Chip dirigió los prismáticos hacia la abertura. Su reborde tenía un brillo como vitrificado, y en su parte inferior había maleza de un color verde pálido.

—Parece como los botes en las playas —dijo—. Ofrecido aquí para nosotros, completamente abierto...

—¿Crees que conduce de vuelta a Libertad? —preguntó Dover, y Karl se echó a reír.

—Puede haber cincuenta trampas que no veamos hasta que sea demasiado tarde —dijo Chip. Bajó los prismáticos.

—Quizá Ria no dijo nada —apuntó Karl.

—Cuando eres interrogado en un medicentro, lo dices todo —señaló Chip—. Pero, aunque no lo hubiera hecho, ¿no debería estar al menos cerrado? Para eso trajimos las herramientas.

—Debe estar todavía en uso —apuntó Karl.

Chip contempló la abertura.

—Siempre podemos volvernos —ofreció Dover.

—Por supuesto —dijo Chip.

Miraron alrededor, se colocaron de nuevo las máscaras y cruzaron lentamente el claro. Ningún chorro de gas brotó, no sonó alarma alguna, ni aparecieron miembros con equipos antigrav en el cielo.

Caminaron hasta la boca del túnel e iluminaron su interior con las linternas. La luz brilló y se reflejó en una redondez recubierta de plástico, todo el camino hasta el lugar donde parecía terminar el túnel, pero no, allí se curvaba en un ángulo descendente. Dos raíles de acero penetraban en él, anchos y planos, con un par de metros de roca negra no recubierta de plástico entre ellos.

Miraron hacia el claro a sus espaldas y al borde superior de la abertura. Entraron en el túnel. Se miraron entre sí, bajaron sus máscaras y olieron.

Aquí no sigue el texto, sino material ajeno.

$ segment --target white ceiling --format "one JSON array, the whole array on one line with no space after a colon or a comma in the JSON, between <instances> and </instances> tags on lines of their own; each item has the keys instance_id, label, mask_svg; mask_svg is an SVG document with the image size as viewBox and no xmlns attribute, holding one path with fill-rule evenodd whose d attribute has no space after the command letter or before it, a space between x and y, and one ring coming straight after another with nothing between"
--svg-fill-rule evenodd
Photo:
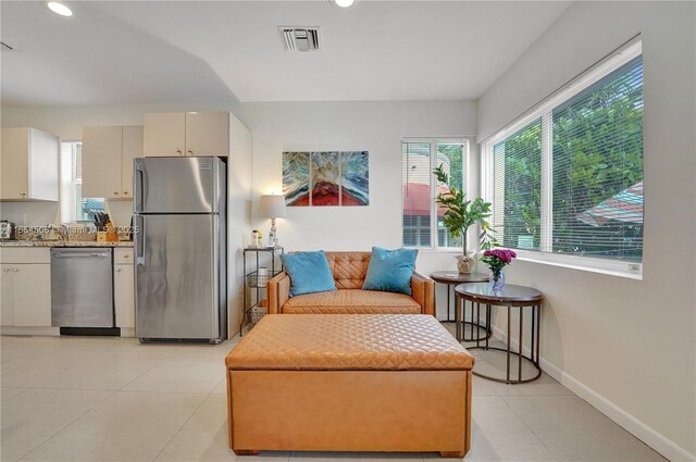
<instances>
[{"instance_id":1,"label":"white ceiling","mask_svg":"<svg viewBox=\"0 0 696 462\"><path fill-rule=\"evenodd\" d=\"M3 104L478 98L570 2L0 4ZM290 53L277 26L321 26Z\"/></svg>"}]
</instances>

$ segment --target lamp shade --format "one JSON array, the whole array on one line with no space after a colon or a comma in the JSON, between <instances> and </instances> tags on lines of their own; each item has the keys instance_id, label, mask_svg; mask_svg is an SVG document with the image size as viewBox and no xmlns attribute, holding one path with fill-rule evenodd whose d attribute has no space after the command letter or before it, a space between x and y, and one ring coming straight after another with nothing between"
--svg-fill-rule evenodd
<instances>
[{"instance_id":1,"label":"lamp shade","mask_svg":"<svg viewBox=\"0 0 696 462\"><path fill-rule=\"evenodd\" d=\"M261 196L261 216L265 218L285 217L285 196Z\"/></svg>"}]
</instances>

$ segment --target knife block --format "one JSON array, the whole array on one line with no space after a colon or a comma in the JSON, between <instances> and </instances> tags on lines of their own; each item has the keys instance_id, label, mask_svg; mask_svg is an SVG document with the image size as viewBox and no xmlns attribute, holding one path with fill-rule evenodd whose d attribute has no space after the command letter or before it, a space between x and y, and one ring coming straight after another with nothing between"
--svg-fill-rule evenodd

—Bien —dijo Chip—, ¿preparados para caminar?

Karl asintió.

—Adelante —dijo Dover sonriendo.

Aguardaron unos instantes, luego echaron a andar hacia adelante sobre la lisa roca negra que aparecía entre los raíles.

—¿Será respirable el aire? —preguntó Karl.

—Tenemos las máscaras por si no lo es —dijo Chip. Iluminó su reloj con la linterna—. Son las diez menos cuarto —dijo—. Deberíamos llegar alrededor de la una.